Let the solubility of an aqueous solution of `Mg(OH)_(2)` be x then its `K_(sp)` is

To find the solubility product constant (Ksp) of magnesium hydroxide, Mg(OH)₂, given its solubility in an aqueous solution is x, we can follow these steps: ### Step 1: Write the dissociation equation When magnesium hydroxide dissolves in water, it dissociates into magnesium ions (Mg²⁺) and hydroxide ions (OH⁻): \[ \text{Mg(OH)}_2 (s) \rightleftharpoons \text{Mg}^{2+} (aq) + 2 \text{OH}^- (aq) \] ### Step 2: Define the solubility Let the solubility of Mg(OH)₂ be x.
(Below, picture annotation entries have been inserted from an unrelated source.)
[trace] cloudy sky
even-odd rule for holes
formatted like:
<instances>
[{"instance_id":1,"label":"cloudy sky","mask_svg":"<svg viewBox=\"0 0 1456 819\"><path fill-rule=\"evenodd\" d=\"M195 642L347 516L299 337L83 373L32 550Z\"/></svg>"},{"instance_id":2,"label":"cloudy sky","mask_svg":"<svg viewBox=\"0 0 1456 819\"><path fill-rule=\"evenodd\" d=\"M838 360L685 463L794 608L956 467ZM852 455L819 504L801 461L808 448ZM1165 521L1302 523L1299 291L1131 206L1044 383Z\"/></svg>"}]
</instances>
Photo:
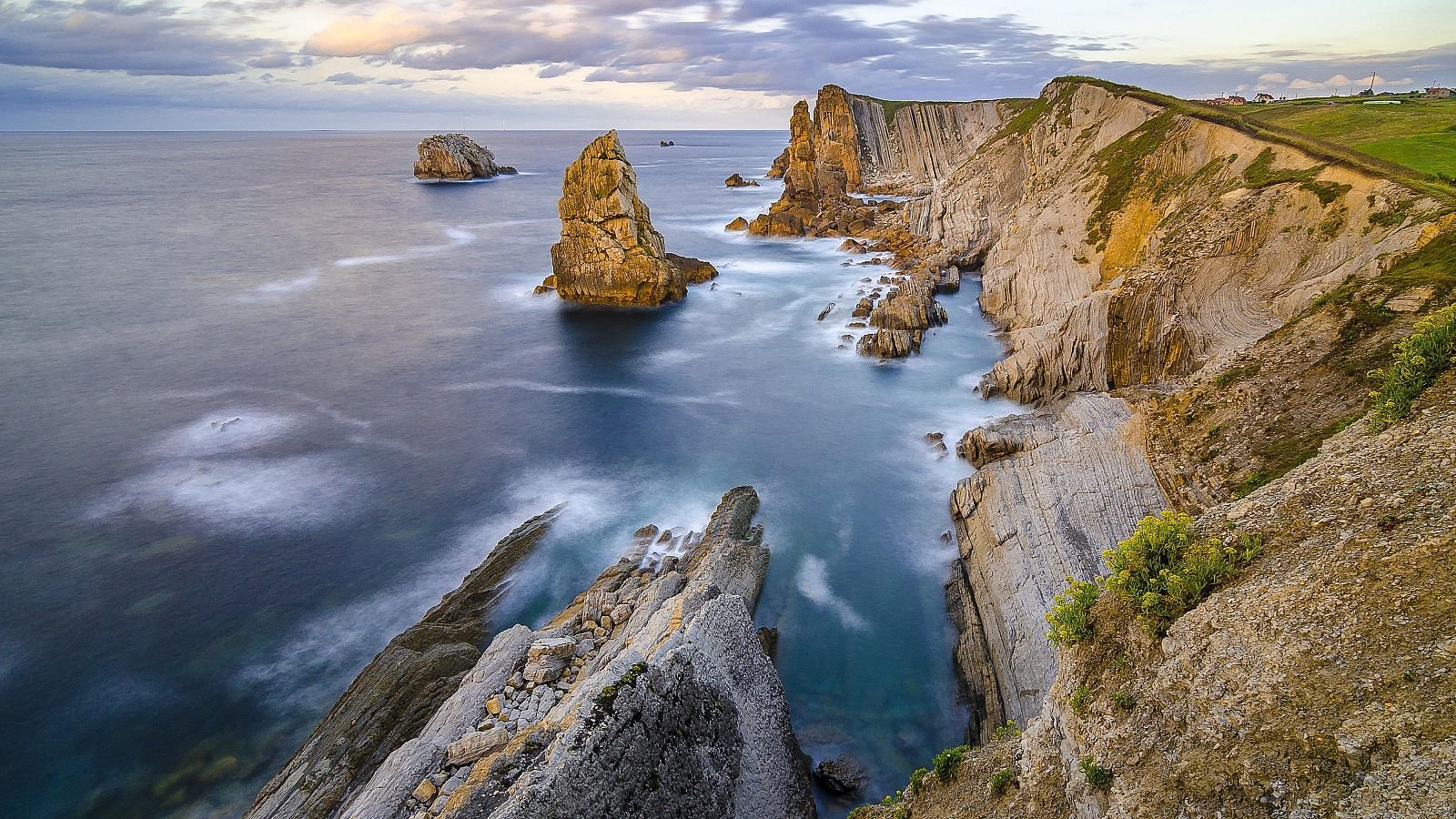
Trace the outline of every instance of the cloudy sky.
<instances>
[{"instance_id":1,"label":"cloudy sky","mask_svg":"<svg viewBox=\"0 0 1456 819\"><path fill-rule=\"evenodd\" d=\"M1450 0L0 0L7 128L783 128L828 82L1456 83Z\"/></svg>"}]
</instances>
This means that in a saturated solution: - The concentration of Mg²⁺ ions will be x (from the dissociation). - The concentration of OH⁻ ions will be 2x (since two hydroxide ions are produced for each formula unit of Mg(OH)₂ that dissolves). ### Step 3: Write the expression for Ksp The solubility product constant (Ksp) is given by the product of the concentrations of the ions, each raised to the power of their coefficients in the balanced equation: \[ K_{sp} = [\text{Mg}^{2+}][\text{OH}^-]^2 \] Substituting the concentrations from our earlier step: \[ K_{sp} = (x)(2x)^2 \] ### Step 4: Simplify the expression Now, simplify the expression: \[ K_{sp} = x \cdot (2x)^2 \] \[ K_{sp} = x \cdot 4x^2 \] \[ K_{sp} = 4x^3 \] ### Conclusion Thus, the solubility product constant \( K_{sp} \) for magnesium hydroxide is: \[ K_{sp} = 4x^3 \]